From: Jonathan Wakely <jwakely@redhat.com>
To: "François Dumont" <frs.dumont@gmail.com>
Cc: "libstdc++" <libstdc++@gcc.gnu.org>,
gcc-patches <gcc-patches@gcc.gnu.org>
Subject: Re: [PATCH][_Hashtable] Use RAII to restore Rehash state
Date: Thu, 9 Nov 2023 08:11:31 +0000 [thread overview]
Message-ID: <CACb0b4kZvh7aBEbMmTzxQ4Q1AxKgLmX79AF8XUhYztgA7LGJow@mail.gmail.com> (raw)

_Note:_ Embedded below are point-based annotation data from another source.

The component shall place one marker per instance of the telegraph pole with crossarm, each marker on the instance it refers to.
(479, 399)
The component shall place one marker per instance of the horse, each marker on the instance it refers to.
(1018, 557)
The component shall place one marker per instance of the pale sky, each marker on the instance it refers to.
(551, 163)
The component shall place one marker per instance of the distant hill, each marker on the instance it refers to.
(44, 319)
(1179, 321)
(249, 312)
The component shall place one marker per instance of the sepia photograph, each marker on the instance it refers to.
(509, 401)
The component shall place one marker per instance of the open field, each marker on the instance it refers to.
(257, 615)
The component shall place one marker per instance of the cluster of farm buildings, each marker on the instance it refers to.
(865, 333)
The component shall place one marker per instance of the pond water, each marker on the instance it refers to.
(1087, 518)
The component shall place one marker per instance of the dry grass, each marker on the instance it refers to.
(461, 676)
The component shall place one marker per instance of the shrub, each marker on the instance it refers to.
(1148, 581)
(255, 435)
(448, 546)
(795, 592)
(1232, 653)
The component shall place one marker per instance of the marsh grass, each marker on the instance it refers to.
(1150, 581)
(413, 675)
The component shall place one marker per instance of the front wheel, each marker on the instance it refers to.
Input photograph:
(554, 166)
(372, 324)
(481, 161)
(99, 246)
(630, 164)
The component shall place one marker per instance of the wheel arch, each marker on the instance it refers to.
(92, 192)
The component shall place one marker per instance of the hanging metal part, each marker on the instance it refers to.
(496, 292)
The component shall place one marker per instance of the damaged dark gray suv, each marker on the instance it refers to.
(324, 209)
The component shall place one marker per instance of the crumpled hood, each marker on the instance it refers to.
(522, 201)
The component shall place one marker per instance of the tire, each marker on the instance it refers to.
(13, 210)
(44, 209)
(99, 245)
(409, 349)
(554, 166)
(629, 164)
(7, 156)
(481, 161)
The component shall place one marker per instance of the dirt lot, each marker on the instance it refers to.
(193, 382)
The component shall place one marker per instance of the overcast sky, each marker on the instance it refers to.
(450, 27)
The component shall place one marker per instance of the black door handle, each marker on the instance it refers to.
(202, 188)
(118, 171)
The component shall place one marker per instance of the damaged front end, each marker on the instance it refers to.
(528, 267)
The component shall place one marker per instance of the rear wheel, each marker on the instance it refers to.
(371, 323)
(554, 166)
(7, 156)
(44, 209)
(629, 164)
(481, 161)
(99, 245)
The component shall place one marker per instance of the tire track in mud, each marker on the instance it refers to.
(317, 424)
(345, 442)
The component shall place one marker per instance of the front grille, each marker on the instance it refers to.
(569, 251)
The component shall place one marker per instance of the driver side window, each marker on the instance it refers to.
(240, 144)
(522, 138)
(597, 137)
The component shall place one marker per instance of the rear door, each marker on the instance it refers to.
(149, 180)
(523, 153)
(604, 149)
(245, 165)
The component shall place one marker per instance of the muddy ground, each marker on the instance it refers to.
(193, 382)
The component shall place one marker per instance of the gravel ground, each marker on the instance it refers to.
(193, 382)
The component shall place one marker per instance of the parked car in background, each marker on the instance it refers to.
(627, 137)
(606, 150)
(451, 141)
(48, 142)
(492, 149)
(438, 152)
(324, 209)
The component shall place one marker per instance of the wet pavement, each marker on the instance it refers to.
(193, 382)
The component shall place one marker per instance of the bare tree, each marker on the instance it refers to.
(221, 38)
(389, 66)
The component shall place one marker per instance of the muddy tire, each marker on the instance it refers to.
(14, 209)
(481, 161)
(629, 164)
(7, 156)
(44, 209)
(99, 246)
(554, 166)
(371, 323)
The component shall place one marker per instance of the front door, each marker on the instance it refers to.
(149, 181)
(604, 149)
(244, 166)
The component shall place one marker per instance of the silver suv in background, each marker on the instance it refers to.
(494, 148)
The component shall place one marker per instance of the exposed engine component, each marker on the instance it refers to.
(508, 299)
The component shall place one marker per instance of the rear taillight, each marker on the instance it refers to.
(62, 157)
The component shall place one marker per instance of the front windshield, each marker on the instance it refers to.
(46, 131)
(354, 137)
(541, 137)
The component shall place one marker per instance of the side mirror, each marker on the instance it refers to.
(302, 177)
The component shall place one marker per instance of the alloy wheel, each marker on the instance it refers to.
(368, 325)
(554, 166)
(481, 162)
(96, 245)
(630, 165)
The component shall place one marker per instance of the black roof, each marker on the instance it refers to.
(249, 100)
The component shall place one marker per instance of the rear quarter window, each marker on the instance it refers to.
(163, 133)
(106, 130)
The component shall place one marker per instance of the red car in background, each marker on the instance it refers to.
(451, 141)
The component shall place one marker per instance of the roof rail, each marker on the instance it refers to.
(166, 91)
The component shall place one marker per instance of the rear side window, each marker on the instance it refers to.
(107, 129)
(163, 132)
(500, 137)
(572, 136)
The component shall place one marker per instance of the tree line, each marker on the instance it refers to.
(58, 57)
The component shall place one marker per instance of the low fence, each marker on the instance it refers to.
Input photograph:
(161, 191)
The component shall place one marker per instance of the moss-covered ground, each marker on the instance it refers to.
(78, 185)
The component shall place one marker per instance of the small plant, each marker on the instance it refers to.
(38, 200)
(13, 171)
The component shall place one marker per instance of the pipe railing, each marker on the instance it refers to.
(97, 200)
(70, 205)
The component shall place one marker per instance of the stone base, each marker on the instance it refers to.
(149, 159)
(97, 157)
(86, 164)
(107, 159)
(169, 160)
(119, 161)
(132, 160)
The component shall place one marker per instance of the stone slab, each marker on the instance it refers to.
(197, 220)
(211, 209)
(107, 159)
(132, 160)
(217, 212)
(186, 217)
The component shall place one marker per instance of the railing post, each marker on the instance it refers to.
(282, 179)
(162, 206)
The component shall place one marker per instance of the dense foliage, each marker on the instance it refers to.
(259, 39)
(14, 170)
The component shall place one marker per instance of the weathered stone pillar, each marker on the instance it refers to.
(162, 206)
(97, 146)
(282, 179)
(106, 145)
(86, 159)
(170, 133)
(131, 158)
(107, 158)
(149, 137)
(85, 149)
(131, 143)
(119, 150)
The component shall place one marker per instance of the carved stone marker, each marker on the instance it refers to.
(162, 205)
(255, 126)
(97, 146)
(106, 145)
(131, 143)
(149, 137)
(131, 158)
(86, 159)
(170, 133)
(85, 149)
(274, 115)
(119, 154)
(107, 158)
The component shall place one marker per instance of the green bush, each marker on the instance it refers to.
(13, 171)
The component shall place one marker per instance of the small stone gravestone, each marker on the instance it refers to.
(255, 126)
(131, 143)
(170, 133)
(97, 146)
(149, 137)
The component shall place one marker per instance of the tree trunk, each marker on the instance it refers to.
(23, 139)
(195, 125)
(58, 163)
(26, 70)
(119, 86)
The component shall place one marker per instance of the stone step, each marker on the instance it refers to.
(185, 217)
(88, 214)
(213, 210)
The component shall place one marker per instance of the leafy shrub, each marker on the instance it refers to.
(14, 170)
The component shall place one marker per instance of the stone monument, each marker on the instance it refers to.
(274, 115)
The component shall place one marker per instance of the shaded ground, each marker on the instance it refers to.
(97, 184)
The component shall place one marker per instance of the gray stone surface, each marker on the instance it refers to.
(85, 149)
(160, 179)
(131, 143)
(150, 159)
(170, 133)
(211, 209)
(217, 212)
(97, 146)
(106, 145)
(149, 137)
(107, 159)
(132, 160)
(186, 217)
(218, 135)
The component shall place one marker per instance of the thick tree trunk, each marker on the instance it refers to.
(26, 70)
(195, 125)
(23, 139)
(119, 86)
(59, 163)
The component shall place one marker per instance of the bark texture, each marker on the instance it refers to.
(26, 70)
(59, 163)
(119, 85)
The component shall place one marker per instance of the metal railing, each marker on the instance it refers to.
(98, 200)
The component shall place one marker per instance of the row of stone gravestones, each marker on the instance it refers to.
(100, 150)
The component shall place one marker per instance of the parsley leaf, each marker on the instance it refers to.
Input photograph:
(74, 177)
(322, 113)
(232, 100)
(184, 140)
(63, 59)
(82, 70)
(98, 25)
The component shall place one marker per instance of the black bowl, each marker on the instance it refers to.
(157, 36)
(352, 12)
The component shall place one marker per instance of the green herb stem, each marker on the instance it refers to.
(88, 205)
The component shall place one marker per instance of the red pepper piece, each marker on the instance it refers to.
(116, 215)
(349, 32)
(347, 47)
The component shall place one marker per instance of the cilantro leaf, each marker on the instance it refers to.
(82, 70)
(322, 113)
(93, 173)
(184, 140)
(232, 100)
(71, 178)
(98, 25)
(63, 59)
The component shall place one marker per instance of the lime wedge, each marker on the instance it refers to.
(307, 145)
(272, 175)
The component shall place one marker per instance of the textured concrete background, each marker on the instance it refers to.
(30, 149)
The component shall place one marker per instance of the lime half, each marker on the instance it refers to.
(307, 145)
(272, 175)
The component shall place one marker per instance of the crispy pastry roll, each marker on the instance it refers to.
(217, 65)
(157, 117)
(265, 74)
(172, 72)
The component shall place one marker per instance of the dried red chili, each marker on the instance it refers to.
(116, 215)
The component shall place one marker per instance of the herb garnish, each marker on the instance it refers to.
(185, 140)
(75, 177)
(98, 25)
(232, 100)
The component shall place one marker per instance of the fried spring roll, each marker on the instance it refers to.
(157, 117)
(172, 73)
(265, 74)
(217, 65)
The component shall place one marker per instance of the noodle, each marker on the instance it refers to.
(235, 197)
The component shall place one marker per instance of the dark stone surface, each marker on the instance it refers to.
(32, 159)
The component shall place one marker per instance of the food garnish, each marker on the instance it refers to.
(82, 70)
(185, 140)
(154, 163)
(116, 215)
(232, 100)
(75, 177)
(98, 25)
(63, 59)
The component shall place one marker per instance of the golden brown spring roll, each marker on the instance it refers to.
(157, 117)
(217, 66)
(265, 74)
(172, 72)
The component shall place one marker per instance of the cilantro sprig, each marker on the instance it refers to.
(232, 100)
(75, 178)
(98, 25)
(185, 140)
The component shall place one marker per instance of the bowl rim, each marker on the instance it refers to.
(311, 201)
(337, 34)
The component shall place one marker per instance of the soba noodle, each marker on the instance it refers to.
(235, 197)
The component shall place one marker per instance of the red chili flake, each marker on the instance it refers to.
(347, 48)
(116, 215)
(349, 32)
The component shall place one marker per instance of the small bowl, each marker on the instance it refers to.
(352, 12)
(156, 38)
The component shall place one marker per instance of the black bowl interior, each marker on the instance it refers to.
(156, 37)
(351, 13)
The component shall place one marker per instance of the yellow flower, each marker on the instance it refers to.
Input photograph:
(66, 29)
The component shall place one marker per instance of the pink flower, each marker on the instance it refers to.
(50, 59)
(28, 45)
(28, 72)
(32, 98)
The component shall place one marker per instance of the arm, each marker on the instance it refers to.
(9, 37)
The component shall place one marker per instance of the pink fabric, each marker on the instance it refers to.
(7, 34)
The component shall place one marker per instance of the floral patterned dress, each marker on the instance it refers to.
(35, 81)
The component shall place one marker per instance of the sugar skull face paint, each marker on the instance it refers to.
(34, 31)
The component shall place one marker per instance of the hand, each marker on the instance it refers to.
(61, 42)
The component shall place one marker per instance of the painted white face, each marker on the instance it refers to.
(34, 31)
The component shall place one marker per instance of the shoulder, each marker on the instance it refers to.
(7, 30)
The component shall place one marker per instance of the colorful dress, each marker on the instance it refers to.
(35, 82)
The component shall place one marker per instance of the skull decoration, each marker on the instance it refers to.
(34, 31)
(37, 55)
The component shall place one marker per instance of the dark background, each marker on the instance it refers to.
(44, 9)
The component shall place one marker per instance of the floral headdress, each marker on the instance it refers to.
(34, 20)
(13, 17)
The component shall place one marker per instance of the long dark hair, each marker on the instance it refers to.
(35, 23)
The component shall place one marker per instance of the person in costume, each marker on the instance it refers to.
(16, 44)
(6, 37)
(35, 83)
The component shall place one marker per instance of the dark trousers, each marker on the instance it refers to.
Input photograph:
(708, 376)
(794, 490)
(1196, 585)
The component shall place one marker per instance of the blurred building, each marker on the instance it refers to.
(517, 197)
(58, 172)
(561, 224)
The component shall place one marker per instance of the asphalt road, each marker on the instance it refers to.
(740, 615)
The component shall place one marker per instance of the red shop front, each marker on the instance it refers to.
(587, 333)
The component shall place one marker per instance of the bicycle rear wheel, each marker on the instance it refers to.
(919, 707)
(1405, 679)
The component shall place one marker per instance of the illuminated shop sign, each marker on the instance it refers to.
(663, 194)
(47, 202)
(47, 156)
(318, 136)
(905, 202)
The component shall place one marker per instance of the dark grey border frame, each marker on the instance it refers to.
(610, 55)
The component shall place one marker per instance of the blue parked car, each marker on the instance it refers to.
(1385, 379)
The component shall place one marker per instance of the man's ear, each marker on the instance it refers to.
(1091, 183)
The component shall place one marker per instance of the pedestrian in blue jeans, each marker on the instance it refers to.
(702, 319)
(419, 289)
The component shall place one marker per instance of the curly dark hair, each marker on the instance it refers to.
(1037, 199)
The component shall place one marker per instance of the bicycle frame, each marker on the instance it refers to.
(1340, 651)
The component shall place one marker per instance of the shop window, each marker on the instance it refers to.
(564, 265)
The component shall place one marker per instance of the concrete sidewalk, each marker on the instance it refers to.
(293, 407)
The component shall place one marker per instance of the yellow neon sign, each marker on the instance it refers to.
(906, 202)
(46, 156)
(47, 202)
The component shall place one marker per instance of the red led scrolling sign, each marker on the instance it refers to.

In-Reply-To: <d55d6fe7-7d45-49eb-a8f0-544be67c5e89@gmail.com>
On Thu, 26 Oct 2023 at 21:52, François Dumont <frs.dumont@gmail.com> wrote:
>
>
> On 26/10/2023 12:43, Jonathan Wakely wrote:
> > On 26/10/23 07:18 +0200, François Dumont wrote:
> >> libstdc++: [_Hashtable] Use RAII type to manage rehash functor state
> >>
> >> Replace usage of __try/__catch with a RAII type to restore rehash
> >> functor
> >> state when needed.
> >
> > Generally I really like replacing try-catch with RAII but I have some
> > questions below.
> >
> >> libstdc++-v3/ChangeLog:
> >>
> >> * include/bits/hashtable_policy.h (_RehashStateGuard): New.
> >> (_Insert_base<>::_M_insert_range(_IIt, _IIt, const
> >> _NodeGet&, false_type)):
> >> Adapt.
> >> * include/bits/hashtable.h (__rehash_guard_t): New.
> >> (__rehash_state): Remove.
> >> (_M_rehash): Remove.
> >> (_M_rehash_aux): Rename into _M_rehash.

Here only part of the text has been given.